Gas pioneer Chesapeake embarks on oil quest to escape poor investment rating

Joe Carroll February 22, 2017

CHICAGO (Bloomberg) -- Chesapeake Energy, the number two U.S. natural gas producer, thinks it has a one-word answer to its debt issues: oil.

Chief Executive Officer Doug Lawler is focusing 60% of the Oklahoma City-based driller’s 2017 budget on crude oil projects, mostly in south Texas, Oklahoma and Wyoming shale fields. The company plans about 320 new crude wells this year, compared with 90 for gas, Lawler said. The hoped-for result: oil output, set to grow 10% in 2017, could grow by double that rate next year.

Lawler, the former deep-water exploration chief for Anadarko Petroleum, has been striving to bring the gas producer back on its feet after inheriting suffocating debt, collapsing cash flow and wilting reserves three and a half years ago. Lawler’s emphasis on crude derives from the fact that oil fetches three or four times more money on an energy-equivalent basis.

“He likes to set big goals and this is the biggest one of all,” said James Sullivan, senior analyst at Alembic Global Advisors in New York, one of six analysts following the company with the equivalent of buy ratings on Chesapeake’s stock.

Chesapeake is expected to post its first profit since the end of 2014 when it reports fourth-quarter results on Feb. 23. Excluding one-time items, the company is forecast to disclose per-share profit of $0.06.1, based on the average of 27 analysts’ estimates compiled by Bloomberg. That would compare with a loss of $0.16 a share for the final three months of 2015.

The company lost a cumulative $18.5 billion over the past seven quarters, struggling with a combination of rock-bottom gas prices and strangling debt obligations. More than $21 billion in field write-downs during that period bled Chesapeake’s balance sheet as faltering prices dimmed the likelihood those assets would ever generate profits.

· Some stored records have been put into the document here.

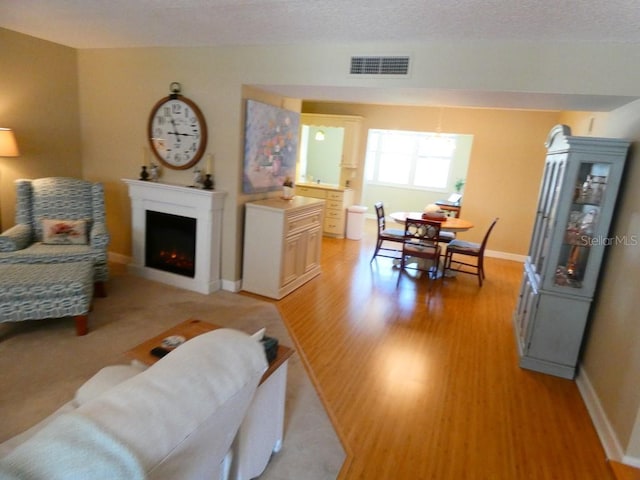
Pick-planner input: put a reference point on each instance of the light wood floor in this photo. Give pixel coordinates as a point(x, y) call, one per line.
point(422, 381)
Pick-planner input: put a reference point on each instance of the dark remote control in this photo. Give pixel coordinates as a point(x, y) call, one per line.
point(159, 352)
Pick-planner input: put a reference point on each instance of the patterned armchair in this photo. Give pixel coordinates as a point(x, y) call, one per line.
point(58, 220)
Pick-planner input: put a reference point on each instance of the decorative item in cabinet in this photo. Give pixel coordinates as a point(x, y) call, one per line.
point(578, 193)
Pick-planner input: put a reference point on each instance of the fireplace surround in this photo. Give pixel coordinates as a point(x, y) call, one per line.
point(178, 206)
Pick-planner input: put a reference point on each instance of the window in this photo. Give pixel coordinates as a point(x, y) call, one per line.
point(416, 159)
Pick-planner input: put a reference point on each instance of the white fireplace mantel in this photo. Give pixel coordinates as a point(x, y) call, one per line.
point(204, 205)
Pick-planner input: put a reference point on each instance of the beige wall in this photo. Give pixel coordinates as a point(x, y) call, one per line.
point(505, 167)
point(96, 128)
point(612, 352)
point(39, 100)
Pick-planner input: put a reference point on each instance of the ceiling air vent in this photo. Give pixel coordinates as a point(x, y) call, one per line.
point(379, 65)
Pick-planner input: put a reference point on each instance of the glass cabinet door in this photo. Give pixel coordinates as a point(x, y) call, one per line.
point(582, 224)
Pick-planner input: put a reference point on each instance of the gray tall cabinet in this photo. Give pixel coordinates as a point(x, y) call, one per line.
point(571, 231)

As activist investor Carl Icahn’s hand-picked choice to replace Aubrey McClendon in 2013, Lawler let go of two out of every three employees, repurchased company bonds at cut-rate prices and dismantled complex financial instruments that were his predecessor’s forte. In January, the company restored dividends on four classes of convertible preferred stocks, though the payout on common shares remains suspended.

A key step in Lawler’s plan to convince credit rating companies to bestow investment-grade blessings will be funding operations without having to borrow any money, a state known as cash-flow neutrality that he expects to reach in 2018. Moody’s Investors Service rates Chesapeake’s long-term debt Caa1, or seven levels below investment grade. S&P rates the company B-, six levels into junk territory.

“We still have had this target about achieving investment-grade metrics,” Lawler said during a Credit Suisse event on Feb. 14. “And this still is a long-term target for the company. But we have a plan in which we believe we’ll be achieving that in the next few years.”

Gas Baggage

The company has a long way to go before crude supplants gas as its main product. The furnace and factory fuel that Chesapeake was instrumental in unlocking from North American shale fields during the last decade still comprises about 85% of its production. In fact, Chesapeake produces so much gas that only Exxon Mobil has a bigger stake in U.S. gas markets, according to the Natural Gas Supply Association.

Earlier aspirations to make Chesapeake an oil producer sputtered because the company’s precarious cash position forced it to devote scarce dollars to gas fields that needed sprucing up to make them suitable for sale, Alembic’s Sullivan said. That left Chesapeake too poor to exploit holdings it suspected were rich in crude but had yet to be drilled.

Still, Lawler telegraphed his growing crude bias last year when he agreed to give up the company’s entire Barnett Shale portfolio and exit the birthplace of the shale revolution to escape almost $2 billion in onerous pipeline contracts.

The Barnett region of North Texas is famous for the gassy content of any wells drilled there. By the time Chesapeake walked away, the Barnett has shriveled to just 10% of the company’s output, overshadowed by mammoth deposits in the Marcellus and Utica shales in northeast U.S.

“Now they have room that will allow them to deploy capital to higher-return” oil projects, said Jason Wangler, an analyst at Wunderlich Securities in Houston with a “buy” rating on Chesapeake shares.